Traders perception that Eurozone political risk is decreasing following France’s presidential election is helping boost the common currency. Centrist and pro-EU Emmanuel Macron won France’s election, the desired result for financial markets and the euro. Euro traders have hopped on the theme of nascent French dynamism spurred by Macron’s tax cuts and government streamlining, but this is all based on the new French president’s proposals passing parliament’s Coalition of the Unwilling.
“J.P. Morgan Asset Management has increased its exposure to the euro and European equity markets in the past few months, while Western Asset Global Mgmt Ltd., which has been underweight the shared currency since 2011, began buying it in December and boosted its position through April,” according to Bloomberg.

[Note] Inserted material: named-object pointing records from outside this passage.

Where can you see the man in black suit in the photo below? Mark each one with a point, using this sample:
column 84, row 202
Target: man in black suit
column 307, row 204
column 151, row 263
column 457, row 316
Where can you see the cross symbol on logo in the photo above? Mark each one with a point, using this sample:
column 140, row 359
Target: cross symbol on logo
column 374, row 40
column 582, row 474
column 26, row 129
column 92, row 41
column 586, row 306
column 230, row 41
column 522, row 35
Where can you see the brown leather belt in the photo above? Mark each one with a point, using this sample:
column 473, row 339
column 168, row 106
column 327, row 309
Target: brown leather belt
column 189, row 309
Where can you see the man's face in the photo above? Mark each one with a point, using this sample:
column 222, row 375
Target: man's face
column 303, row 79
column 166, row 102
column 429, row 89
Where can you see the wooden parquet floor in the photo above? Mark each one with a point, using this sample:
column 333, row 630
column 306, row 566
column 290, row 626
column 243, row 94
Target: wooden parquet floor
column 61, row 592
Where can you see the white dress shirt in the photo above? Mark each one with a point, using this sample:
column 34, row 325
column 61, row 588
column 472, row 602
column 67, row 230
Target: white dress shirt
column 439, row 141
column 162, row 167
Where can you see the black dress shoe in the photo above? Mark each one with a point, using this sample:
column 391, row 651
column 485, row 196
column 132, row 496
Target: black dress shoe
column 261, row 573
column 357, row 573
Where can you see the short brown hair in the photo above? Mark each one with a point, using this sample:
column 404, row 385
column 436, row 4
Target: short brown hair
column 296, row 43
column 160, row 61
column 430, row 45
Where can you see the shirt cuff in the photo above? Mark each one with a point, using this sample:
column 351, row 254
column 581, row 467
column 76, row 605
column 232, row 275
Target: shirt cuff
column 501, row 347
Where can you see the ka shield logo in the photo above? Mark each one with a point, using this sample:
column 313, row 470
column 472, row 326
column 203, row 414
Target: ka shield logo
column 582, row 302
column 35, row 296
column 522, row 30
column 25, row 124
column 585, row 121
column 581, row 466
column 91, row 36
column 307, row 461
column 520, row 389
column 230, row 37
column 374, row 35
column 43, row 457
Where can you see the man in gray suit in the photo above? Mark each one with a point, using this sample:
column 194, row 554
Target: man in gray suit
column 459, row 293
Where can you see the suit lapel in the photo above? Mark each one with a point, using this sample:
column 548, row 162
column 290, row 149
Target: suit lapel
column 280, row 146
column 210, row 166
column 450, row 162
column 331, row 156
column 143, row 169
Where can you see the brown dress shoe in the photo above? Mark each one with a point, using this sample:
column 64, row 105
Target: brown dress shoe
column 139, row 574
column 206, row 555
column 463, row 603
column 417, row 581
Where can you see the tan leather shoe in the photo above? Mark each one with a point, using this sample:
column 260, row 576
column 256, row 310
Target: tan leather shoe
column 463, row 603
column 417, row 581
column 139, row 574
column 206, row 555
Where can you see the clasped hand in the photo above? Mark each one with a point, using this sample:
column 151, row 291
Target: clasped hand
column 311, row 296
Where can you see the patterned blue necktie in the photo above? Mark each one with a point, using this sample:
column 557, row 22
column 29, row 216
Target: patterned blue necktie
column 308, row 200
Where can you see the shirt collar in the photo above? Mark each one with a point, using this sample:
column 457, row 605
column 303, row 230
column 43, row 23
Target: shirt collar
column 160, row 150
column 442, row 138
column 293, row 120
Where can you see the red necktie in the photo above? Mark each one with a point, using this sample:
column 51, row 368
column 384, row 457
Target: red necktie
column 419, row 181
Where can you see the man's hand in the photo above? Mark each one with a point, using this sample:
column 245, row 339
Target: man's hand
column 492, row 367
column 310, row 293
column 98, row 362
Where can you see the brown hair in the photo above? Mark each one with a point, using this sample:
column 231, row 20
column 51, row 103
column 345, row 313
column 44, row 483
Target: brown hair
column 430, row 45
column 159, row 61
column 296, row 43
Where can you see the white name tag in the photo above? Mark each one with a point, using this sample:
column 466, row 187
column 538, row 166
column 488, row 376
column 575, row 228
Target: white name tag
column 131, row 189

Still, the euro is not out of the political volatility woods just yet. Later this year, Germany and Italy, the Eurozone’s largest and third-largest economies, hold national elections.
In Italy, former Prime Minister Matteo Renzi resigned in December following a no-confidence referendum. At the time, some market observers believed Renzi’s resignation could lead to early elections and a rise in support for the populist anti-euro Five Star Movement. The party would seek to carry out a referendum on Italy breaking away from the Euro area.
“Emmanuel Macron’s victory in French parliamentary elections, an agreement between Greece and its creditors to release new loans and the defeat of the anti-establishment party Five Star Movement in the local vote in Italy are making investors more confident on the outlook for the shared currency. That compares with earlier in the year, when concerns over the rise of populism across Europe rekindled speculation of a possible breakup of the currency bloc,” according to Bloomberg.
Over the past year, FXE is lower by 1.2% while the U.S. Dollar Index is higher by 2.5%.